# Water sprite dying ??? Could it actually be [photos]



## taybelZ (Dec 5, 2004)

Ok some tank stats first:

4x2x2 tank
(120 gallon)
Lights 4 x 36watt t8 fluros.

Running pressurised co2 at the moment, with dupla plant 24 fertilziser daily.
(ph 7, kh >? , gh >?)

I've got some water sprite aka Ceratopteris thalictroides, and it grows quite fast have had it for only 7 days but has grown substaintually.

Only problem is, the new leaves seem to darken off? or get attacked by algae? I have some algae (brown i think) on the gravel.

Anyway, could someone please look at the photos and suggest what could be wrong... this is my first planted tank and i still have a lot to learn. I'm getting my test kits in a couple of days, so please don't scowl me for not giving other specs.

Dave


----------



## yildirim (Nov 25, 2004)

Hi,

My first suggestion would be insufficient light and second macro defficiency (most probably K).


----------



## taybelZ (Dec 5, 2004)

hmm... i'm thinking some kinda defficiency too.
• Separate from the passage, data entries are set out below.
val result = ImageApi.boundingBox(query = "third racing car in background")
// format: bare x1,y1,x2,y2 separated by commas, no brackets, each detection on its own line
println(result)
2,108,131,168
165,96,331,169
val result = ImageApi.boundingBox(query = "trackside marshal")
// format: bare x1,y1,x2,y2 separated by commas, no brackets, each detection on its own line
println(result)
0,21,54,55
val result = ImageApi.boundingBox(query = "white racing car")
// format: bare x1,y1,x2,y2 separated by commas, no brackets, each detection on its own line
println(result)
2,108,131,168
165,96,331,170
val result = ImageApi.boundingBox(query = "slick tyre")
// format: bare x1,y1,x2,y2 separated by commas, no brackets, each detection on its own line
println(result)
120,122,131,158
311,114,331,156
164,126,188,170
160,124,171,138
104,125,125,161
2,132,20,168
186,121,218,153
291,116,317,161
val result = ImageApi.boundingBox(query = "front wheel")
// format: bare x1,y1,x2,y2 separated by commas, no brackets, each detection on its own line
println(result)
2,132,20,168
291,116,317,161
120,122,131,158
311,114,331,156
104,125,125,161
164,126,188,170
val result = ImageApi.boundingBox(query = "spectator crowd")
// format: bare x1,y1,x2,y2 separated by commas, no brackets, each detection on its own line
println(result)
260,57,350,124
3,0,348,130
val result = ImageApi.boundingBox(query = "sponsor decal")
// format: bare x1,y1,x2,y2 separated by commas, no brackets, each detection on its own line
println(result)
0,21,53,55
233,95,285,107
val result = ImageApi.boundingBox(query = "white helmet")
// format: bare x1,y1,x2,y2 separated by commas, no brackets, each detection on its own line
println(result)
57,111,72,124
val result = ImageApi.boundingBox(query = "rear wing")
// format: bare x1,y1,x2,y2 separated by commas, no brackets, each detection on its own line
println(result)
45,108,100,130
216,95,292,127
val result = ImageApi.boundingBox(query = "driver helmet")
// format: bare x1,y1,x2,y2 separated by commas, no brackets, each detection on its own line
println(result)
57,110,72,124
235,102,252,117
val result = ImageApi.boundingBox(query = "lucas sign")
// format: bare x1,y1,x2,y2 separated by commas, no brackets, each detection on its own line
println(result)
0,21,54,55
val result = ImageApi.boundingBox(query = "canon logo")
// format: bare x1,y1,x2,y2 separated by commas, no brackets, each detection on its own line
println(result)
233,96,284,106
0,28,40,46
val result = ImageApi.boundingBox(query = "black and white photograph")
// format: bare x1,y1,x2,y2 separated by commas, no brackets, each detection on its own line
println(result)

Getting a bottle of seachem flourish in a couple of days.

lights are 160watts 6500k (over 120gallon) ~ 1.5wpg. [factor in gravel, wood etc]


----------



## Bert H (Mar 2, 2004)

> Getting a bottle of seachem flourish in a couple of days.


Flourish will provide micros, not macros. How do you dose the macros, ie, NO3, PO4, K?


----------